第四十話『鳥の子』―4
翔が「眠いから寝る」と食卓を後にしたので、倫と潤は並んで流し台に居た。倫は食器を洗い、潤は布巾で拭いている。家庭教師初日に手伝おうとした時は康成に『畏れ多い』と止められたが、手持無沙汰も苦痛なので潤から頼んで家事を手伝っていた。
倫は潤の申し出を断りはせず、快く手伝ってもらっている。
「さっきはすみませんでした。察して頂けて助かりました」
『沼の男』からの、“魂の専門家が……”という話題の事だろう。潤は存外、他人の心理を察する事に関しては疎い方ではあったが、倫が分かりやすいリアクションをしていたので顧慮出来た。
「家庭の事情は、俺の踏み込むべきところではないからな」
「いえ。潤さんには先にお話ししておくべきでしたよね。ここ最近はバタバタしていて、深叉冴さんも康成さんも不在にする事が多いので話すタイミングを失っていました」
緑茶成分の配合された食器用洗剤をスポンジに足しながら、倫が頭と眉を下げる。
潤は先に『家庭の事には踏み込まない』と言ったばかりなので、どんな表情をしていいものか分からず、ただ無言だった。
「正直、ボクってこの家の中でも“そういう話題”に消極的なんですよ。抗争だとか、闘争だとか、家督がどうとか。厄介事は嫌いなんです。だから、関わりたくない。今回も、旧家長様と長男様が不在中にボクが話すってどうなんだろうな、って思っているんですけどね。まぁ、気楽に聞いてください」
食器に汚れが残っていないか確認しつつ、倫は笑って言った。
気楽に聞ける内容っぽくはないな、と潤は思ったが、やはり無言で頷いた。
「潤さんも言い掛けていましたし、謙冴さんから聞いていてご存知だと思いますけど、天馬は元々“天魔”だったんです。魑魅魍魎だとか妖だとか、悪さをする人外の魂を“狩る”のが、家業でした。格好つけた言い方をするなら、人ならざる悪しきものを滅する仕事ってトコですかね。翔が持ってる、禁刀ってあるじゃないですか。アレ、元々はそういう存在の、肉体と魂を完全に切り離して、必要なら魂をぶった切っちゃうものなんです」
あまりに軽いので対人用の武器でない事は知っていたから、潤は「なるほど」と首を小さく縦に下ろした。
(だから、刀身の素材が水晶のような鉱物なのか)
潤は濡れた皿を受け取り、拭いて水切りかごへ置いていく。白い皿を拭くと、キュッと小気味良い音がした。

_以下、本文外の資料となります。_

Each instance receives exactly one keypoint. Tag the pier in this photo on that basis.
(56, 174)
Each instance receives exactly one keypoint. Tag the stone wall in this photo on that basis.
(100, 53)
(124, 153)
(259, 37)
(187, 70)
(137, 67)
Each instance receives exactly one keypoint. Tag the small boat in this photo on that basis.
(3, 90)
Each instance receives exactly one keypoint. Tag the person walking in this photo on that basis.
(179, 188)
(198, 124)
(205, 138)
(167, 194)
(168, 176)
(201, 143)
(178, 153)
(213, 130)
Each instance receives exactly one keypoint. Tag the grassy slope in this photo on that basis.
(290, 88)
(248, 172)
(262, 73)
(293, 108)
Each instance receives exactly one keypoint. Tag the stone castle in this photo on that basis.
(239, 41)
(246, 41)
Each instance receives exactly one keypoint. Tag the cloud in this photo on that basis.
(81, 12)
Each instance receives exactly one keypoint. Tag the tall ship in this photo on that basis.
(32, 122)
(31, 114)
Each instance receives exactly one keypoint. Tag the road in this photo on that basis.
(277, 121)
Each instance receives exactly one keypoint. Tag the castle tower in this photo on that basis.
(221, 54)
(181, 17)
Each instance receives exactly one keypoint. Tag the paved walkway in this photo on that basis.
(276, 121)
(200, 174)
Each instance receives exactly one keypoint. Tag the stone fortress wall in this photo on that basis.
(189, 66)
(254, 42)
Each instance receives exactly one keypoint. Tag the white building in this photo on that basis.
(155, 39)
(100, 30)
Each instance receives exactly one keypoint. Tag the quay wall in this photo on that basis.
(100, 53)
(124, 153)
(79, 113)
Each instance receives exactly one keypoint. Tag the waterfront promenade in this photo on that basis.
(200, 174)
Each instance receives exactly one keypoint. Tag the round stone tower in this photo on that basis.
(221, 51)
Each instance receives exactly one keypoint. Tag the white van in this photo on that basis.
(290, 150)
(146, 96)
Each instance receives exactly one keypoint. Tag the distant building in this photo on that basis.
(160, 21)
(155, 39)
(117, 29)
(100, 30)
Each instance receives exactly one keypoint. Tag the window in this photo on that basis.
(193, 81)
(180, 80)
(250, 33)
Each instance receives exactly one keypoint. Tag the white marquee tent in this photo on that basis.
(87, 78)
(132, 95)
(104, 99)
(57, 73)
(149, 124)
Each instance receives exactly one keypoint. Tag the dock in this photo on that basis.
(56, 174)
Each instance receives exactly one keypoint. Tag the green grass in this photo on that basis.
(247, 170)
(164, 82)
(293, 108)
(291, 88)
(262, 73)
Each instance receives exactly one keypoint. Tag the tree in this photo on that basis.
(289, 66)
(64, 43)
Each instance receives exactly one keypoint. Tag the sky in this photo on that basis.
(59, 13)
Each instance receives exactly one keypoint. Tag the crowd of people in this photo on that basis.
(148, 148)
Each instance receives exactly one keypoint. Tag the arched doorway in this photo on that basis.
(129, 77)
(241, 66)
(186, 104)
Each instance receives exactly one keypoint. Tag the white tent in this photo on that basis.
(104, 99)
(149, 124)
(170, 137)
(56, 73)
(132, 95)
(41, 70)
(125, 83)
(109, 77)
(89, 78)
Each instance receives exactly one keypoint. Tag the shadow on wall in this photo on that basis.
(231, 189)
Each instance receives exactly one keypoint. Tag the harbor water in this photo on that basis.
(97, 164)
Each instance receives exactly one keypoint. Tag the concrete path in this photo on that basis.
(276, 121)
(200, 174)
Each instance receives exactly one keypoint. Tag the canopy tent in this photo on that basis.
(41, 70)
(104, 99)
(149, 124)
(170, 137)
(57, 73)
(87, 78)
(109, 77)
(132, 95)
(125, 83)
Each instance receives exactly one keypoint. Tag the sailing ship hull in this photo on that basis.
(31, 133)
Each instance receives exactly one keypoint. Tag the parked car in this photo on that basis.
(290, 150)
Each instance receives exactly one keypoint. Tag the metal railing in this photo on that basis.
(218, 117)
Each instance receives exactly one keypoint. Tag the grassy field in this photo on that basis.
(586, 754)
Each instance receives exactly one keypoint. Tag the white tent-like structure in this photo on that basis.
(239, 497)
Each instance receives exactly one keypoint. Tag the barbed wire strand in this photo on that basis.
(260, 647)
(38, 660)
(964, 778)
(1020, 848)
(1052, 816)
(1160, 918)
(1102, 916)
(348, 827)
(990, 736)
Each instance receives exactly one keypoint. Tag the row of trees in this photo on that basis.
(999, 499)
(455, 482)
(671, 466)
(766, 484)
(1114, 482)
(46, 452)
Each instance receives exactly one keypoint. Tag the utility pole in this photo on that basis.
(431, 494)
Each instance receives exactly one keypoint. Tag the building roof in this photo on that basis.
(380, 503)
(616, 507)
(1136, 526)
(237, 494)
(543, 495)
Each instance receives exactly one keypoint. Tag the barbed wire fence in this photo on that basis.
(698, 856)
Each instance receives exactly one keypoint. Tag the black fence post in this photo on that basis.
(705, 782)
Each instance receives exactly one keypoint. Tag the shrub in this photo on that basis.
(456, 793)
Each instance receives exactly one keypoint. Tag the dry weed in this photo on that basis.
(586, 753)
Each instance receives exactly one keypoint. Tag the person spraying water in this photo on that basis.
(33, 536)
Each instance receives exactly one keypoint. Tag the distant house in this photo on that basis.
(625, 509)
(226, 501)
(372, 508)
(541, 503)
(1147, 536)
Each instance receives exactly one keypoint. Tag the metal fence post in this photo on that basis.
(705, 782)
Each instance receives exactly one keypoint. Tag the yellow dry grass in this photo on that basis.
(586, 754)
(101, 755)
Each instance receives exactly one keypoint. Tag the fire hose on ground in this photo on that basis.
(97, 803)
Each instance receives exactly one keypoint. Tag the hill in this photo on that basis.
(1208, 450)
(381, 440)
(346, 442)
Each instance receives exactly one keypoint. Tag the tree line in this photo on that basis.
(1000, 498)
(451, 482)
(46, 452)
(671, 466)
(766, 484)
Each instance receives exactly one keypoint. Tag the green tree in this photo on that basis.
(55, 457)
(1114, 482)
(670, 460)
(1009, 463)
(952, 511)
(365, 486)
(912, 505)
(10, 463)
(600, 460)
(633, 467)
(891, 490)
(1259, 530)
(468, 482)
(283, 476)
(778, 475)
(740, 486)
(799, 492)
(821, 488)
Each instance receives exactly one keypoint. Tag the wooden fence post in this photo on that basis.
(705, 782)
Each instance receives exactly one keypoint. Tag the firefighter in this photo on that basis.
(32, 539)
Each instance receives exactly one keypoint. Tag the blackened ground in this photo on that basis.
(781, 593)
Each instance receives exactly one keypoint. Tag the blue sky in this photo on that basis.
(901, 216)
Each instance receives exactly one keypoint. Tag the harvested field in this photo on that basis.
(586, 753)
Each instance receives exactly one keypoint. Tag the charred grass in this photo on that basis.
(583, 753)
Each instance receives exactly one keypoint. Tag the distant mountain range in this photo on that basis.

「天魔家は、魂の専門家。しかし、現在の当主である翔は、その事を知らない」
潤が短くまとめると、倫は頷く。
「翔が自分で気付くまでは、何もしないし、言わない約束なんです。深叉冴さんとの」
倫は蛇口のレバーハンドルを操作して水を止めた。流し台付近に掛けてあるタオルで手を拭き、肩を竦める。
「でも、翔は気付き掛けてますね。正直、一生気付かないかと思っていましたけど」
ふふ、と笑って、倫はストレッチをするように腕を上に伸ばした。
潤も全ての食器を拭き終えたので、食器棚へ移動させる。
「面白いものが見られるかもしれませんよ。実は、ボクもどうなるのか知らないんです」
要点を話しているようで回りくどい内容なので、潤は頷けずにいる。だが、“気付き掛けている”という言葉が引っ掛かっていた。さっき三人での話していた内容に、それらしい言葉が含まれていたらしい。
考えを巡らせている様子の潤に、倫は悪戯っぽい笑顔で言った。
「潤さんの言葉を借りるなら、翔は――」
◇◆◇◆
“ダチョウの脳みそは目玉より小さい”というのは、有名だ。『鶏は覚えた事も三歩歩けば忘れてしまう』と言われているが、ニワトリではなく、ダチョウがそれに相当する。
しかし、ダチョウは時速四十キロメートル以上で一時間以上走る事が出来るし、三キロメートル先まで見る事が出来る。卵からは様々な抗体が検出され、インフルエンザのワクチンもダチョウの卵から作られている事は広く知られる事実だ。
生物とは須らく、一長一短あるものだ。
翔は、忘れっぽいのは“鳥”の特徴を持っているから仕方のない事だ、と諦めている節がある。
(寒太はよく覚えてるのになぁ……)
翔はベッドに転がり、天井を眺めながら嘆息した。
(カラスの脳がほしい……)
半ばやけくそな願望を抱きながら、翔はそのまま眼を閉じた。